Para ahli juga menemukan bahwa hukum pidana yang mendasari Irlandia mengenai aborsi adalah “diskriminatif karena menempatkan beban tanggung jawab pidana terutama pada wanita hamil.”
Mellet bersaksi bahwa dokter Dublin memberi tahu dia selama pemindaian bahwa anaknya kemungkinan besar akan meninggal dalam kandungan tetapi tidak dapat diaborsi sampai dikeluarkan setelah bayi tersebut mati. Setelah tiga minggu, dia memeriksakan diri ke dokter untuk mengetahui apakah janinnya yang kini berusia 24 minggu masih memiliki detak jantung dan ketika dia diberitahu bahwa janin tersebut masih hidup, dia melakukan perjalanan bersama suaminya ke kota Liverpool, Inggris. Di sana, dokter melakukan persalinan selama 36 jam yang berakhir dengan bayi perempuan yang lahir mati.

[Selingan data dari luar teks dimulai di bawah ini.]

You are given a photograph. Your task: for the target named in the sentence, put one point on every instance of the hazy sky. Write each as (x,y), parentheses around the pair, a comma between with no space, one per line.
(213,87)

Mellet tidak diberi akses terhadap konseling duka yang didanai negara di Irlandia karena rumah sakit bersalin di Irlandia hanya diperbolehkan memberikan layanan tersebut kepada wanita yang setuju untuk mengandung janinnya saat lahir atau keguguran. Keluhan hukumnya disertai dengan pendapat ahli dari profesor kebidanan Trinity College Dublin dan psikolog klinis yang menemukan bahwa pembatasan di Irlandia menimbulkan trauma jangka panjang yang tidak perlu pada wanita yang mengandung janin yang kemungkinan besar akan meninggal dalam kandungan atau saat lahir.
Wanita tersebut mengatakan kepada panel bahwa dia ingin membawa jenazah putrinya yang lahir mati kembali ke Irlandia, tetapi Rumah Sakit Liverpool tidak mengizinkannya. “Dia menerima abunya, secara tidak terduga, tiga minggu kemudian melalui kurir, yang membuatnya sangat sedih,” kata laporan itu.